Abbiamo tradotto questo articolo di Vanessa Daza e Ariana Athena Lippi, pubblicato nell’Aprile 2019 su dejusticia.org. Il testo si sofferma sui legami tra l’oppressione di genere e lo sfruttamento della natura nell’attuale modello capitalistico e porta avanti un’analisi che può benissimo adattarsi anche alla situazione pandemica che stiamo vivendo, i cui esiti non sono slegati dall’assetto socio-economico-culturale imperante.
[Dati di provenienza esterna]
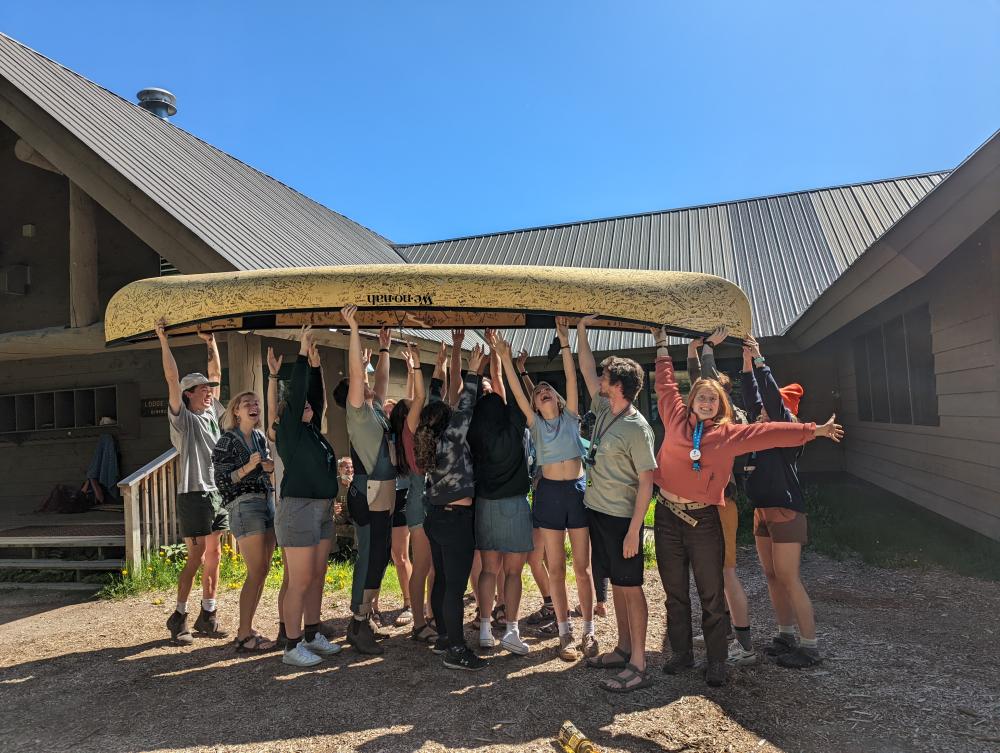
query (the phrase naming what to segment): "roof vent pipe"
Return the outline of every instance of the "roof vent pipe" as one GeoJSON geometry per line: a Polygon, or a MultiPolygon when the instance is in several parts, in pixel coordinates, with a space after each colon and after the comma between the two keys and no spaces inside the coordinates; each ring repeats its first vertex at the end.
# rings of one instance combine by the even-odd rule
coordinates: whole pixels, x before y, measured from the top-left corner
{"type": "Polygon", "coordinates": [[[139,99],[139,107],[158,118],[167,120],[177,113],[177,97],[166,89],[143,89],[135,96],[139,99]]]}

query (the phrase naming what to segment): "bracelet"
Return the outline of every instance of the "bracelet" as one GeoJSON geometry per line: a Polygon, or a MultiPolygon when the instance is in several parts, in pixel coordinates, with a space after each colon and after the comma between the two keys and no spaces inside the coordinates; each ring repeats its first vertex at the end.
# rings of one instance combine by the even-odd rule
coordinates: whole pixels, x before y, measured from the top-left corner
{"type": "Polygon", "coordinates": [[[267,378],[268,379],[280,379],[281,377],[279,377],[277,374],[268,374],[267,378]]]}
{"type": "Polygon", "coordinates": [[[559,346],[559,350],[566,350],[566,348],[568,348],[568,347],[569,347],[569,343],[566,343],[565,345],[560,345],[559,346]]]}
{"type": "Polygon", "coordinates": [[[378,349],[378,352],[379,352],[379,353],[388,353],[388,352],[389,352],[389,349],[388,349],[388,348],[379,348],[379,349],[378,349]]]}
{"type": "Polygon", "coordinates": [[[657,348],[665,348],[665,347],[667,347],[667,341],[666,340],[662,340],[660,342],[657,342],[656,343],[656,347],[657,348]]]}
{"type": "Polygon", "coordinates": [[[764,365],[764,356],[754,356],[753,365],[758,369],[764,365]]]}
{"type": "Polygon", "coordinates": [[[519,371],[519,372],[517,372],[517,375],[527,378],[528,372],[527,371],[519,371]]]}

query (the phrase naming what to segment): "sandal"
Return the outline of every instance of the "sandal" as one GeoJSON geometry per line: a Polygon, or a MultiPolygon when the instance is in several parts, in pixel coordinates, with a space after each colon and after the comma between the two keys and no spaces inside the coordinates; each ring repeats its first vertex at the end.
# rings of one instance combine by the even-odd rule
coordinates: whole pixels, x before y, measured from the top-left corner
{"type": "Polygon", "coordinates": [[[270,638],[265,638],[263,635],[258,633],[251,633],[246,638],[237,638],[233,643],[236,644],[236,653],[238,654],[251,654],[251,653],[265,653],[267,651],[274,651],[275,647],[278,645],[275,641],[270,638]]]}
{"type": "Polygon", "coordinates": [[[542,625],[552,622],[556,618],[556,610],[551,604],[542,604],[541,607],[524,618],[526,625],[542,625]]]}
{"type": "Polygon", "coordinates": [[[507,608],[503,604],[497,604],[493,607],[493,612],[490,613],[490,617],[493,618],[492,625],[498,630],[507,627],[507,608]]]}
{"type": "Polygon", "coordinates": [[[631,654],[626,654],[622,651],[621,646],[615,646],[614,651],[607,651],[599,656],[588,658],[584,663],[591,669],[624,669],[629,665],[628,663],[631,660],[631,654]],[[609,656],[617,656],[619,658],[608,661],[607,657],[609,656]]]}
{"type": "Polygon", "coordinates": [[[608,679],[600,682],[601,689],[606,690],[609,693],[631,693],[635,690],[648,688],[652,684],[653,678],[649,675],[649,673],[637,669],[631,662],[626,664],[625,669],[614,677],[609,677],[608,679]],[[633,685],[629,684],[637,678],[639,682],[633,685]]]}
{"type": "Polygon", "coordinates": [[[433,643],[437,640],[437,637],[437,631],[427,623],[413,628],[413,631],[410,633],[410,640],[417,641],[418,643],[433,643]]]}
{"type": "Polygon", "coordinates": [[[538,625],[535,630],[543,635],[559,635],[559,623],[552,620],[552,622],[546,622],[544,625],[538,625]]]}
{"type": "Polygon", "coordinates": [[[396,616],[394,624],[396,627],[402,627],[403,625],[409,625],[411,622],[413,622],[413,610],[409,607],[403,607],[403,611],[396,616]]]}

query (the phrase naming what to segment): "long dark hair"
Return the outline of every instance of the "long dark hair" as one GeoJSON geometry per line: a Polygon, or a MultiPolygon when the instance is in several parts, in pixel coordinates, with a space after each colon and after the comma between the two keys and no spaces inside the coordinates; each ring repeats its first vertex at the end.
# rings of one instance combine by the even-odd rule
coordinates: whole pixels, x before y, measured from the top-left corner
{"type": "Polygon", "coordinates": [[[406,462],[406,452],[403,450],[403,429],[410,415],[410,401],[400,400],[392,406],[389,414],[389,431],[396,440],[396,473],[400,476],[410,475],[410,464],[406,462]]]}
{"type": "Polygon", "coordinates": [[[435,400],[420,411],[420,425],[413,435],[413,450],[424,473],[437,468],[438,440],[450,421],[451,407],[442,400],[435,400]]]}

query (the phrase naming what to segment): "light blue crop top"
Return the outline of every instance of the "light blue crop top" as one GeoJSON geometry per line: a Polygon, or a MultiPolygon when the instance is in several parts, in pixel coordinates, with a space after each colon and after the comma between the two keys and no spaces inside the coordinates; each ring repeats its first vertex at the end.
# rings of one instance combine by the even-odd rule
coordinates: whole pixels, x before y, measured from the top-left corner
{"type": "Polygon", "coordinates": [[[559,418],[549,421],[536,413],[531,424],[531,442],[539,466],[582,458],[585,453],[580,439],[580,417],[568,408],[562,410],[559,418]]]}

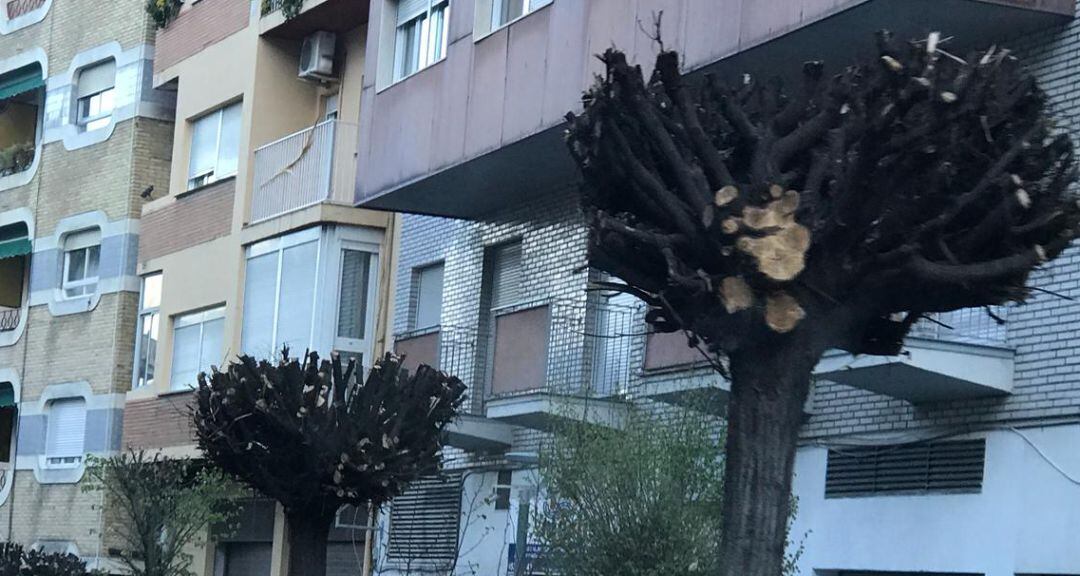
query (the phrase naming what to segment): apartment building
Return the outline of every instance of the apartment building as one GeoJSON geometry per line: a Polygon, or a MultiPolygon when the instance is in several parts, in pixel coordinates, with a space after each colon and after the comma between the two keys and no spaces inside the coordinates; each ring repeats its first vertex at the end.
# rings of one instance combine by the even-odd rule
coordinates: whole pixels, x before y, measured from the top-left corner
{"type": "Polygon", "coordinates": [[[142,0],[0,2],[0,538],[113,570],[86,454],[120,447],[143,200],[170,94],[142,0]]]}
{"type": "MultiPolygon", "coordinates": [[[[386,348],[397,217],[353,206],[367,23],[351,0],[289,19],[280,2],[201,0],[156,32],[150,83],[174,95],[175,129],[132,258],[125,447],[197,456],[196,375],[239,353],[370,366],[386,348]]],[[[241,520],[197,571],[282,573],[282,511],[253,501],[241,520]]],[[[366,519],[339,520],[328,575],[356,573],[363,548],[366,519]]]]}
{"type": "MultiPolygon", "coordinates": [[[[362,87],[360,206],[405,213],[393,333],[411,362],[470,387],[447,474],[384,511],[380,573],[515,574],[538,553],[538,442],[560,418],[629,410],[722,416],[720,381],[685,338],[645,335],[640,306],[587,293],[580,177],[563,115],[642,31],[685,70],[793,76],[872,54],[873,33],[1005,43],[1075,130],[1072,0],[372,0],[362,87]]],[[[1069,252],[1037,282],[1075,296],[1069,252]]],[[[895,358],[830,354],[797,457],[800,574],[1077,574],[1080,370],[1072,299],[941,315],[895,358]]],[[[526,565],[524,573],[529,573],[526,565]]]]}

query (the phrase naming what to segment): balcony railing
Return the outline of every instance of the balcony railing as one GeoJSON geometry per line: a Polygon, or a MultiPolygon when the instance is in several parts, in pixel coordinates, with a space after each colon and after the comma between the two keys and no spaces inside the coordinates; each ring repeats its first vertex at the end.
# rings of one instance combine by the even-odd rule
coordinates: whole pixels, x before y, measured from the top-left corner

“Il cambiamento climatico è un problema causato dall’uomo con una soluzione femminista”. È ciò che afferma Mary Robinson, primo presidente donna dell’Irlanda e attuale attivista per l’uguaglianza di genere e la giustizia climatica. In questa dichiarazione, Robinson suggerisce che, per un problema ambientale urgente e di enorme portata come il cambiamento climatico, il femminismo propone una nuova soluzione. Ma, esattamente, cosa offre il femminismo all’ambientalismo? Cosa può fornire un movimento incentrato sull’emancipazione delle donne da un sistema sociale, politico, economico e culturale oppressivo a un movimento focalizzato sulla salvezza della specie umana dall’estinzione?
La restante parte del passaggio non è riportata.